Transparency runs deep in our day-to-day work. We do not keep secrets about process changes or revised specifications. Each process change, whether it introduces a new purification solvent or tweaks the reaction temperature, gets recorded and shared with affected customers. Strong partnerships with buyers foster the kind of open feedback that avoids batch failure or unexpected regulatory trouble.
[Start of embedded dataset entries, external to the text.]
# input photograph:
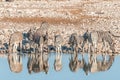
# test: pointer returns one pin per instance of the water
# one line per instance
(64, 74)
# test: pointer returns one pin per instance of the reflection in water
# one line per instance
(15, 62)
(96, 65)
(58, 62)
(39, 62)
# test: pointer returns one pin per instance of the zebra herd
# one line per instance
(38, 40)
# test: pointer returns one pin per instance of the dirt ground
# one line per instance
(63, 16)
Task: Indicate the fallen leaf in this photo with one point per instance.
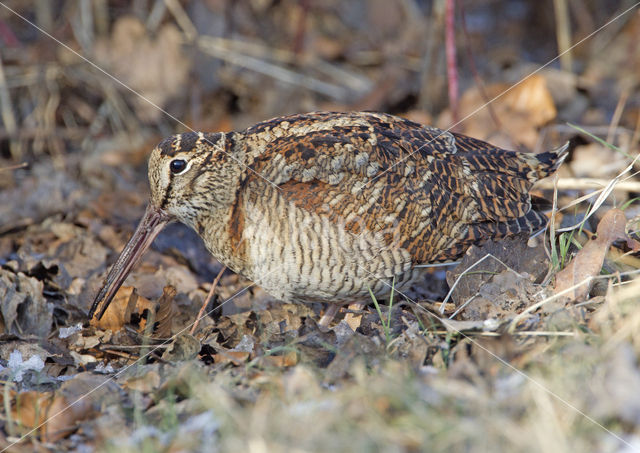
(520, 111)
(235, 357)
(124, 304)
(22, 305)
(130, 52)
(184, 347)
(588, 262)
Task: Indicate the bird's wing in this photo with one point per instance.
(432, 192)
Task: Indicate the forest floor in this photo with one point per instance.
(528, 344)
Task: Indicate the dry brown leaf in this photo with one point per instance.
(31, 409)
(166, 312)
(588, 262)
(131, 52)
(124, 304)
(289, 358)
(235, 357)
(145, 383)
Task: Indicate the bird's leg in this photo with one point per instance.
(354, 319)
(207, 299)
(329, 314)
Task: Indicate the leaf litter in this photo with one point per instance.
(261, 375)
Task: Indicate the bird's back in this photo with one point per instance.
(429, 192)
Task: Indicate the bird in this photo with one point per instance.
(333, 207)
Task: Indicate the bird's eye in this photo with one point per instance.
(177, 166)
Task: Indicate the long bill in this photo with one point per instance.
(150, 225)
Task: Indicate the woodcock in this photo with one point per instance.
(325, 206)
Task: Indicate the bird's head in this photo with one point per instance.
(192, 176)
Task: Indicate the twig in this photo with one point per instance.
(589, 183)
(474, 69)
(452, 70)
(201, 313)
(6, 110)
(563, 34)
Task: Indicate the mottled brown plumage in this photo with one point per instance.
(323, 206)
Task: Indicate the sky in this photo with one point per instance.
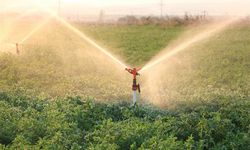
(134, 7)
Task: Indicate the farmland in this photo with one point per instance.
(54, 97)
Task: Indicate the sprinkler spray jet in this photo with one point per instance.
(135, 86)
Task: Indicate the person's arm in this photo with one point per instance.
(129, 70)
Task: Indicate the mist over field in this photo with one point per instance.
(145, 74)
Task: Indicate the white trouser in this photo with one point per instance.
(134, 97)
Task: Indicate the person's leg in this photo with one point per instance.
(134, 97)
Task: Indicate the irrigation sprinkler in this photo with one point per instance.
(135, 86)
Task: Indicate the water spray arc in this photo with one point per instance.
(183, 46)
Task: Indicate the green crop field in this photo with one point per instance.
(60, 93)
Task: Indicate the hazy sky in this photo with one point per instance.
(135, 7)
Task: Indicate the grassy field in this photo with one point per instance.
(205, 88)
(136, 44)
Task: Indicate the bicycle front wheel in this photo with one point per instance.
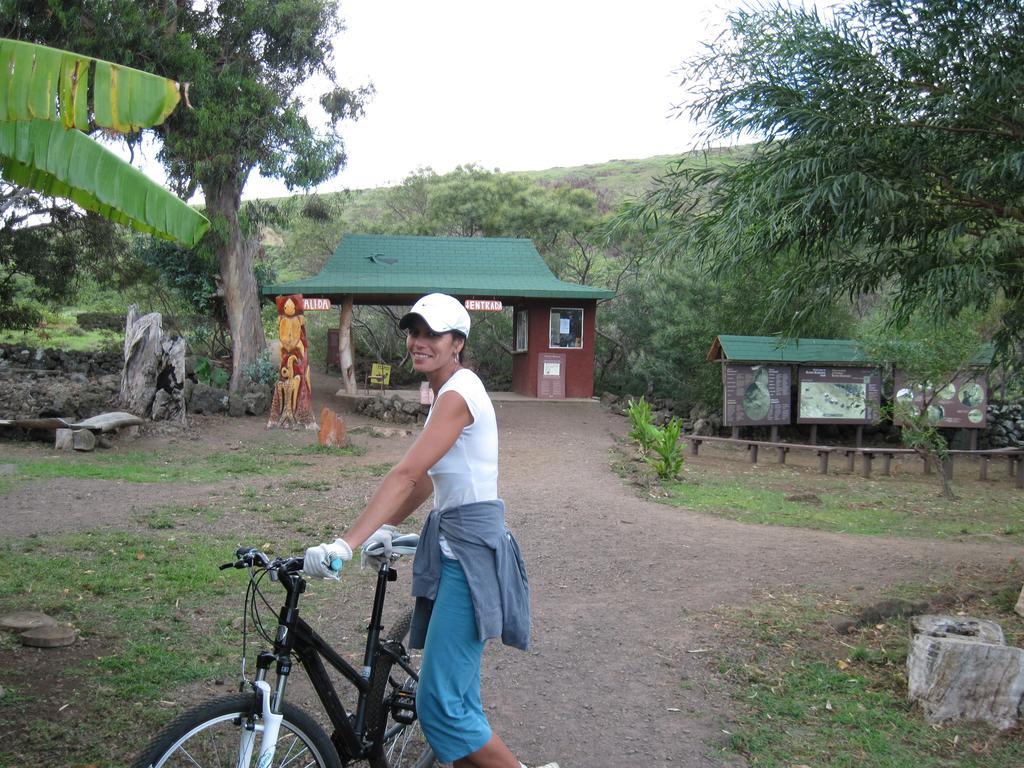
(210, 736)
(401, 743)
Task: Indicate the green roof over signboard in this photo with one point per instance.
(394, 269)
(779, 349)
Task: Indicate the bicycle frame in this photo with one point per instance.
(297, 638)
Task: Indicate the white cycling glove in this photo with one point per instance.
(326, 560)
(383, 537)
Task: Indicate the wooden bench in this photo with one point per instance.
(1014, 457)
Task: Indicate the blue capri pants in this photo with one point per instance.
(448, 698)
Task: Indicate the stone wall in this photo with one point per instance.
(392, 410)
(76, 385)
(54, 382)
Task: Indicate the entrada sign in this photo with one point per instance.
(483, 305)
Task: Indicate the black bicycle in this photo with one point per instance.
(258, 727)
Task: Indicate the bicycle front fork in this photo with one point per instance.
(270, 716)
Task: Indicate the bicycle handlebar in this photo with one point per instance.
(247, 557)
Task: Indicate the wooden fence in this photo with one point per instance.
(1014, 457)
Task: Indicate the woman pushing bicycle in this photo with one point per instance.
(468, 577)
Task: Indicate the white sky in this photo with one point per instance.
(514, 86)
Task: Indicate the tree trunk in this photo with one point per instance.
(237, 254)
(345, 355)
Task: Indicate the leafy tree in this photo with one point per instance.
(892, 156)
(932, 355)
(42, 242)
(246, 61)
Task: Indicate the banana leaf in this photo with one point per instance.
(44, 110)
(69, 164)
(42, 83)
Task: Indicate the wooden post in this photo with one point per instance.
(345, 357)
(887, 464)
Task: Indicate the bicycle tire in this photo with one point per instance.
(209, 735)
(408, 748)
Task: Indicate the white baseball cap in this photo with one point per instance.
(440, 311)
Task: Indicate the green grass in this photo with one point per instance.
(156, 466)
(156, 617)
(850, 504)
(808, 696)
(64, 335)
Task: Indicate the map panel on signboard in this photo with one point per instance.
(839, 395)
(963, 402)
(757, 394)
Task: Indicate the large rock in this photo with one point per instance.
(961, 669)
(153, 380)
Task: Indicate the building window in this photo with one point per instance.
(565, 329)
(521, 330)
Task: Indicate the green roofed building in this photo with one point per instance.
(554, 325)
(775, 349)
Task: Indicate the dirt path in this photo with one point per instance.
(622, 586)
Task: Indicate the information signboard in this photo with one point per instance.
(839, 395)
(757, 395)
(963, 403)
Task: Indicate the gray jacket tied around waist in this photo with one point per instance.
(489, 556)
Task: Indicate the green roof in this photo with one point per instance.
(385, 268)
(778, 349)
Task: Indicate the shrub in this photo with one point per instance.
(262, 371)
(658, 445)
(642, 430)
(211, 374)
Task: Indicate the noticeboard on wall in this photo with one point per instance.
(832, 394)
(757, 395)
(961, 403)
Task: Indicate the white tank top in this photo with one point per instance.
(468, 472)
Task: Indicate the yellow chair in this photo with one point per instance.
(380, 376)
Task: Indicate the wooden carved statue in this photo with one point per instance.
(292, 406)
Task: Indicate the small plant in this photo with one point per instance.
(668, 456)
(208, 373)
(658, 445)
(262, 371)
(642, 429)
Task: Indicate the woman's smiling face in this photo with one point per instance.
(430, 351)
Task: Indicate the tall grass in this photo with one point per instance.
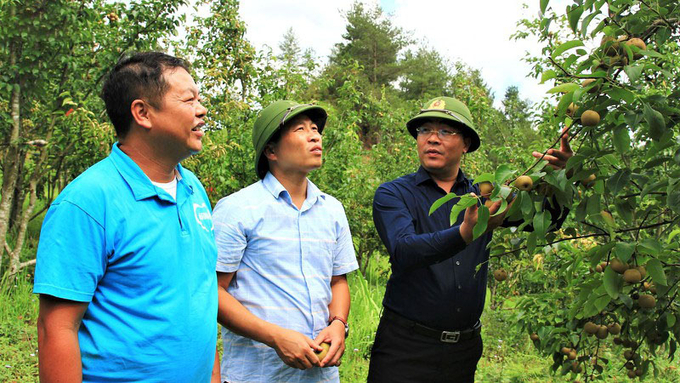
(18, 334)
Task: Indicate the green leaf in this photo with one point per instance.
(548, 75)
(657, 125)
(602, 302)
(501, 209)
(438, 203)
(574, 14)
(564, 88)
(650, 246)
(619, 180)
(566, 46)
(482, 222)
(541, 222)
(612, 282)
(531, 242)
(620, 94)
(655, 270)
(503, 172)
(624, 251)
(633, 72)
(464, 202)
(486, 177)
(621, 139)
(593, 206)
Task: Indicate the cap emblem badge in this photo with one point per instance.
(438, 104)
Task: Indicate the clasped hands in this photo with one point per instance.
(299, 351)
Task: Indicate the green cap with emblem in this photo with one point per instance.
(451, 110)
(272, 118)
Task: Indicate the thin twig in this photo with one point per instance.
(584, 236)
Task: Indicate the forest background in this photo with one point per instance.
(622, 188)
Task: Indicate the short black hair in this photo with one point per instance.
(136, 76)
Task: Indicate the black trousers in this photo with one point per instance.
(401, 355)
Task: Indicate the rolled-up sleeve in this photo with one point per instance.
(396, 227)
(230, 237)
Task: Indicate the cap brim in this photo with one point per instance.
(470, 133)
(315, 113)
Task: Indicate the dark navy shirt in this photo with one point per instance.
(433, 281)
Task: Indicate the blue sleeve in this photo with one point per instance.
(230, 236)
(344, 259)
(408, 250)
(72, 255)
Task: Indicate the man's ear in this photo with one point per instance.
(269, 152)
(141, 113)
(468, 142)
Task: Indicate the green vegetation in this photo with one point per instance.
(616, 58)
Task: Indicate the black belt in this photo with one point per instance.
(441, 335)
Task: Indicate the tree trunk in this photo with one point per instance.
(15, 257)
(11, 165)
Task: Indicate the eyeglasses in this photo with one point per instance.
(290, 110)
(443, 134)
(445, 111)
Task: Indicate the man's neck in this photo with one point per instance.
(445, 180)
(157, 168)
(295, 184)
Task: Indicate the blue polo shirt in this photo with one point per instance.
(144, 262)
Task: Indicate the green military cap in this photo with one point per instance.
(450, 109)
(272, 118)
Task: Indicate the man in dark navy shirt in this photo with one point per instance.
(430, 328)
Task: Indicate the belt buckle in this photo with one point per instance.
(450, 336)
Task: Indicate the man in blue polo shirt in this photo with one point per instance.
(284, 248)
(126, 259)
(430, 328)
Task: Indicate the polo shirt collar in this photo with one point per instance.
(423, 176)
(139, 182)
(273, 186)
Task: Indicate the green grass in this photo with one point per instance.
(18, 334)
(509, 356)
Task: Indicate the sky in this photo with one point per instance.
(474, 32)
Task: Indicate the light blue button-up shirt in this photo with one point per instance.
(284, 258)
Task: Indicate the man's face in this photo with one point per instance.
(441, 156)
(299, 150)
(177, 124)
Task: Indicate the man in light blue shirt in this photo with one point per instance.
(126, 258)
(284, 248)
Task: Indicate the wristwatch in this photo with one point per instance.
(344, 322)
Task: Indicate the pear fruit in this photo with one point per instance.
(524, 183)
(485, 188)
(500, 275)
(637, 42)
(322, 354)
(647, 301)
(632, 276)
(602, 332)
(618, 266)
(591, 328)
(607, 218)
(571, 109)
(588, 181)
(590, 118)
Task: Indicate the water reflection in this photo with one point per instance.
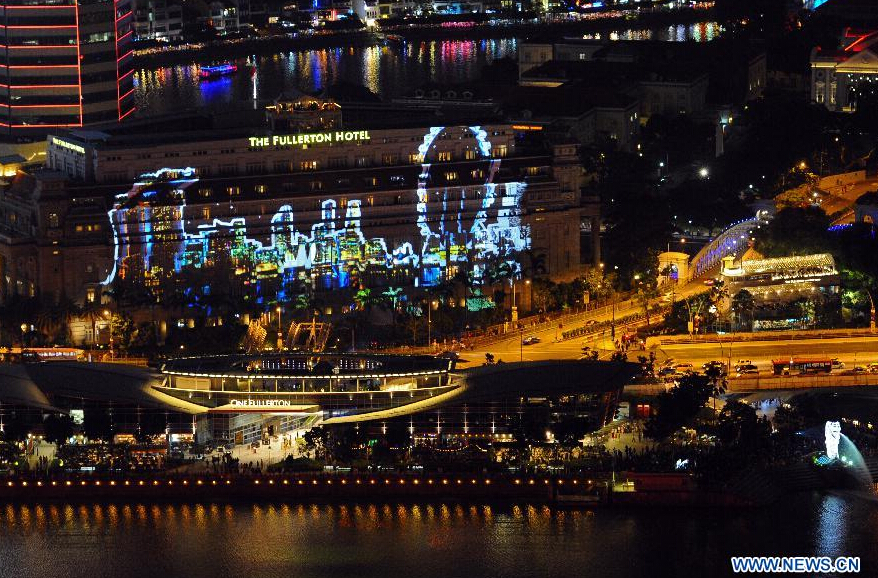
(385, 70)
(421, 540)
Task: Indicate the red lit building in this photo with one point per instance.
(64, 63)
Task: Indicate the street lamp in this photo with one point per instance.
(430, 322)
(280, 338)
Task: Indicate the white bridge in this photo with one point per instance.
(731, 242)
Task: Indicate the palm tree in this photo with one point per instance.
(92, 312)
(533, 264)
(743, 305)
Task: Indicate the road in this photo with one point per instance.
(840, 198)
(549, 347)
(851, 351)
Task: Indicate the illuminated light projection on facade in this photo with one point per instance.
(333, 252)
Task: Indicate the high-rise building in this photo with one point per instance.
(64, 63)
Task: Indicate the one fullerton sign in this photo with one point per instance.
(281, 140)
(264, 406)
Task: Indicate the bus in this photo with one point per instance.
(797, 365)
(34, 354)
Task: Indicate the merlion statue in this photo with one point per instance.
(833, 435)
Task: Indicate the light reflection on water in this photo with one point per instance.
(386, 70)
(420, 540)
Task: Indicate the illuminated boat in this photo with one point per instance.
(218, 70)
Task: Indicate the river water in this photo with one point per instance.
(386, 70)
(422, 541)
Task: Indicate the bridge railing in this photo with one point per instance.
(729, 242)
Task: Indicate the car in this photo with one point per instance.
(747, 369)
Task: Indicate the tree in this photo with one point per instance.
(743, 305)
(149, 425)
(97, 425)
(58, 429)
(92, 312)
(646, 295)
(738, 426)
(717, 380)
(795, 231)
(316, 440)
(679, 405)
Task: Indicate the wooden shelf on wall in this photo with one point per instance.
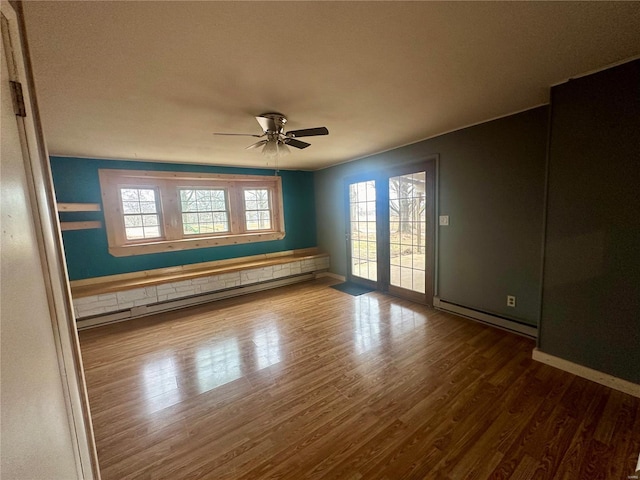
(64, 226)
(79, 207)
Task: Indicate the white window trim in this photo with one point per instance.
(167, 184)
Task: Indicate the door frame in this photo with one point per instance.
(428, 164)
(49, 239)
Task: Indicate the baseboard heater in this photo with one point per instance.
(494, 320)
(143, 310)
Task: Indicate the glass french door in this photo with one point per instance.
(390, 232)
(362, 235)
(407, 233)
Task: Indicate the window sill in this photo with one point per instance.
(191, 243)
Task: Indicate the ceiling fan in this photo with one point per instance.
(278, 140)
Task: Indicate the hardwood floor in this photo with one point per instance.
(308, 382)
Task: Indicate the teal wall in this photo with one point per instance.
(491, 184)
(76, 181)
(591, 296)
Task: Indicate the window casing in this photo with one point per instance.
(151, 212)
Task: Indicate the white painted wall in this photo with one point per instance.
(38, 439)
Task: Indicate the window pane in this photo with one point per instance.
(257, 209)
(136, 201)
(208, 212)
(131, 207)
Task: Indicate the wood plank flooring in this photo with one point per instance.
(306, 382)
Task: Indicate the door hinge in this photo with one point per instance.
(18, 99)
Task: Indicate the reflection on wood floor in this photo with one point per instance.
(308, 382)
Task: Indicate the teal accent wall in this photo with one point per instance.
(591, 294)
(76, 181)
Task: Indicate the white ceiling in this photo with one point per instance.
(152, 80)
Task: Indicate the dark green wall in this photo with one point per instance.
(591, 296)
(491, 184)
(76, 180)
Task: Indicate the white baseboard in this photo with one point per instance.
(144, 310)
(332, 275)
(585, 372)
(482, 317)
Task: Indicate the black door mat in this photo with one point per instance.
(352, 288)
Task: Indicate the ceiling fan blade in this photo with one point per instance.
(296, 143)
(256, 145)
(239, 134)
(308, 132)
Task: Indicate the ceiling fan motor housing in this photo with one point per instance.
(272, 123)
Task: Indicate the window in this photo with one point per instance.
(150, 212)
(140, 213)
(204, 211)
(257, 209)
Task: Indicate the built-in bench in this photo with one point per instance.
(118, 297)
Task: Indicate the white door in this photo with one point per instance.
(44, 434)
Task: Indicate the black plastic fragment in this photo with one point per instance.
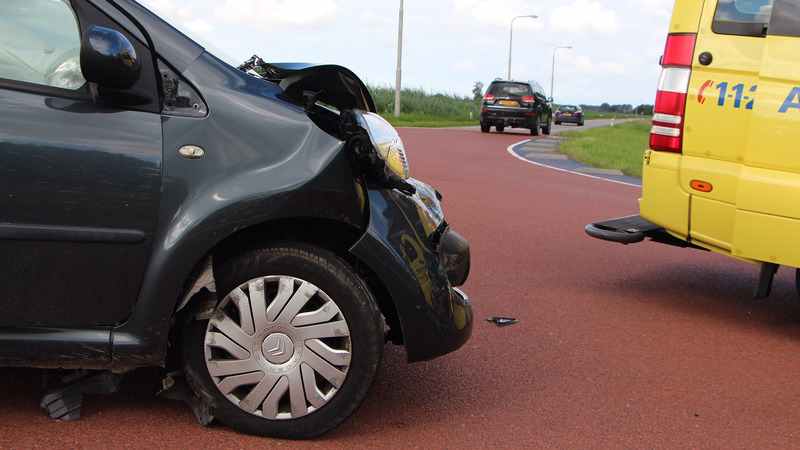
(65, 402)
(502, 321)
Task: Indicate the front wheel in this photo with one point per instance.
(293, 347)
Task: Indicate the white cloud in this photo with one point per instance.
(497, 14)
(584, 18)
(199, 26)
(263, 14)
(465, 66)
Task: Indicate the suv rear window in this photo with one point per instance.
(509, 90)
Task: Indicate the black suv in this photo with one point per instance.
(253, 230)
(517, 104)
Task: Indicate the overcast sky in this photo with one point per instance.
(449, 45)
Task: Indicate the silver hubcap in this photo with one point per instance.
(278, 347)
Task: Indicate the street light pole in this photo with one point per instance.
(510, 38)
(553, 68)
(399, 61)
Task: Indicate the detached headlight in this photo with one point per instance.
(387, 144)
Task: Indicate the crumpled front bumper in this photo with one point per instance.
(420, 261)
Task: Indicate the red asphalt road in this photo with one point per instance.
(616, 346)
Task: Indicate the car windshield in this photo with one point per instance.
(510, 90)
(171, 17)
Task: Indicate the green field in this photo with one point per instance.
(620, 147)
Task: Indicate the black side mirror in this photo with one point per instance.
(108, 58)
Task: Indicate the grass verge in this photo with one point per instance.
(620, 147)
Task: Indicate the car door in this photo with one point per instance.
(79, 176)
(769, 184)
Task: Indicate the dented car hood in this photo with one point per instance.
(304, 83)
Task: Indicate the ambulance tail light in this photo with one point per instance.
(673, 86)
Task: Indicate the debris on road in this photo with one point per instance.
(502, 321)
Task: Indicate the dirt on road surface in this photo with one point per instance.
(635, 346)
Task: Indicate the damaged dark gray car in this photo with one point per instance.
(255, 231)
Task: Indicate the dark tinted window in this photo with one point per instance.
(742, 17)
(40, 43)
(510, 90)
(785, 18)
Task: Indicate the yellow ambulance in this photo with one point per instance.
(723, 169)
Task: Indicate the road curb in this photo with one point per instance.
(542, 151)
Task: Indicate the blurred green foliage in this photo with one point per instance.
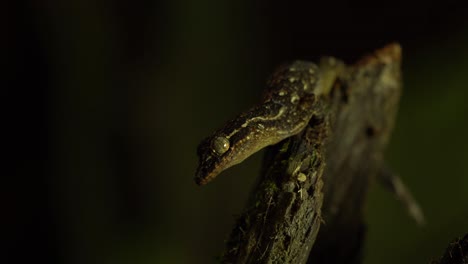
(131, 88)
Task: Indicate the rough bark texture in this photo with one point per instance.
(319, 179)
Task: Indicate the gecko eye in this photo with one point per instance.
(220, 145)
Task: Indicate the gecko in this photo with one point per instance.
(285, 109)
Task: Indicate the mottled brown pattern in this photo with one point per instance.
(286, 108)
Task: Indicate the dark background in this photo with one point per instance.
(105, 102)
We often see purchasers make early decisions on price only to regret sourcing from less reliable operations. Reprocessing problematic batches or quarantining failed lots piles up costs. Sourcing 4,6-Dichloroimidazo[4,5-C]Pyridine from an outfit with robust analytical, environmental, and operational controls means problems get spotted and solved upstream. This trust earns repeat business not because of branding or generic specifications but because our clients succeed downstream, whether they’re developing new vaccines, CNS drugs, or crop protection products.
Repeat orders, emergency resupplies, and long project rollouts teach the value of predictability. In the world of advanced intermediates, shortcuts on purity, analytical method, or storage only show up in lost time and failed chemistry later. Our teams internalize this lesson, building it into every process, check, and response. As chemistry grows more complex, manufacturers cannot treat these products as simple commodities.
Twists in regulation, volatility in raw material costs, or new application areas mean adaptation is constant. Our response includes routine revalidation of supply capabilities, regular review of analytical methods, and direct communication channels to customers. Trouble in the plant, shipment, or user’s lab prompts a rapid look at both method and material. Sometimes, a minor issue, like a jammed valve leading to over-dried product, can echo for several stages of the customer’s route, but experience teaches staff to spot the signal early.
We invest in upskilling plant operators, not only in the technical aspects but in understanding the “why” behind each process. Tight-knit communication with R&D gives us the flexibility to develop custom specifications on request, troubleshoot tough coupling reactions, or implement green chemistry upgrades on an accelerated schedule.
We remain proud when clients succeed through difficult chemistry, knowing their progress starts with materials that are as consistent and as high-performing as the scientists behind them demand. Each batch of 4,6-Dichloroimidazo[4,5-C]Pyridine shipped reflects the practical, day-to-day work of manufacturing professionals thinking beyond routine—a perspective only direct experience in the plant can bring.